El terrorismo islámico viene golpeando sin tregua los intereses americanos desde principios de los 1990s (incluso desde antes, si tomamos en cuenta los ataques contra las bases americanas en El Líbano en los 1980s, con mortandades de cientos de soldados).
El ataque del 11 de septiembre, en propio terreno americano, fue el mayor éxito terrorista, el mejor preparado y el más devastador de la Historia.
El objetivo inmediato del terrorismo planificado es producir la mayor cantidad posible de víctimas – sin importar quiénes.
Esto ha quedado demostrado hasta la saciedad por ataques contra la Cruz Roja y la ONU en Irak, contra las Twin Towers en New York, contra un teatro en Moscú, contra discotecas, restoranes y buses en Israel, contra trenes en Madrid, contra hoteles de Indonesia, contra institutos educativos en Buenos Aires, contra templos en la India, contra sinagogas en Turquía, y ahora – sólo por finalizar esta lista escueta - contra una escuela de niños en Rusia.

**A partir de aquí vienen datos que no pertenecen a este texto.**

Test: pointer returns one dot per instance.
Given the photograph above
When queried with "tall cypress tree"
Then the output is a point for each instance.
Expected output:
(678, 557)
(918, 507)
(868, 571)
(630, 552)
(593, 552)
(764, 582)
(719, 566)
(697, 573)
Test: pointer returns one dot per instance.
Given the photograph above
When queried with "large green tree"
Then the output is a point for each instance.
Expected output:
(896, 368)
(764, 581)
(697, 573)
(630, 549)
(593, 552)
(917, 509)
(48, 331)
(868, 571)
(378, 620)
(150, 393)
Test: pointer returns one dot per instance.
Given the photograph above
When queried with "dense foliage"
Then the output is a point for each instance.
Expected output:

El segundo objetivo del terrorismo, menos inmediato, es causar desastre económico, provocar tal grado de terror e inseguridad en una sociedad que ésta, paralizada, se consuma a sí misma en desastrozas pérdidas económicas.

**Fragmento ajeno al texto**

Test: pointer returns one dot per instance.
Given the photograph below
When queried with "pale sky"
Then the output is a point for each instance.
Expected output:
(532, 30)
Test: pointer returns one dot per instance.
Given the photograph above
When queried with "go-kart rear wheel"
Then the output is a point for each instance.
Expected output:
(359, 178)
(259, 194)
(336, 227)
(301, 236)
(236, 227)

En un casette propagado a través de Al Jazeera el último abril, Osama Bin Laden dice: “... tras el ataque a New York, días benditos, agradezcamos a Dios, sus pérdidas exceden un trillón de dólares. Sus presupuestos han estado en déficit por tres años consecutivos...”.
Bin Laden, con sus propias palabras, pone de manifiesto la enorme importancia que el terrorismo organizado le da al golpe económico causado por sus ataques.

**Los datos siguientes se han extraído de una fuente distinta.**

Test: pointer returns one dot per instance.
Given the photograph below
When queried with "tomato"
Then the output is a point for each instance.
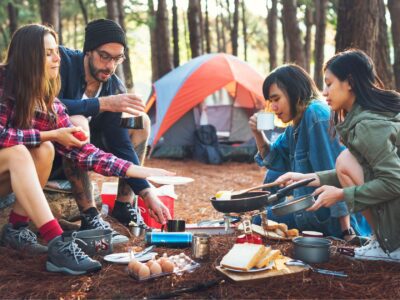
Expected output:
(80, 135)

Las pérdidas en el ataque a New York, en vidas, trabajos, negocios y bienes se calculan en unos 27 mil millones de dólares.
La actividad terrorista islámica ha mostrado gran interés en blancos como el puente de la Bahía Chesapeake y centros bancarios en Charlotte, EEUU. Lugares donde no sólo la pérdida en vidas sería vasta si no la económica.
Se entiende así, el interés de organizaciones terroristas en conseguir armamento químico, biológico o nuclear. Ninguno de los tres asegura mortandades exorbitantes, pero sí costosísimas recuperaciones.
Un ataque con brucelosis sobre la población americana costaría unos 500 millones de dólares por cada 100 mil ciudadanos expuestos al germen. Un ataque con antrax costaría 26 millones por cada 100,000 ciudadanos expuestos.
Ataques con “bombas sucias” – no nucleares en sí, pero que son capaces de diseminar material radioactivo en una vasta área serían aún más agudas: una bomba que paralice o haga inaccesible zonas como Manhattan o New York entera, causaría perdidas humanas y también un desastre económico de proporciones.
Por esto, EEUU está pagando entre 400 a 600 millones de dólares al año a diferentes países ex-URSS (incluida Rusia) en el programa CTR (Cooperative Threat Reduction), para que mantengan sus arsenales nucleares seguros y lejos de posibles “compradores desconocidos”.
Y aun así, esa cantidad es baja. EEUU, deberia invertir más en esa seguridad, lo vale.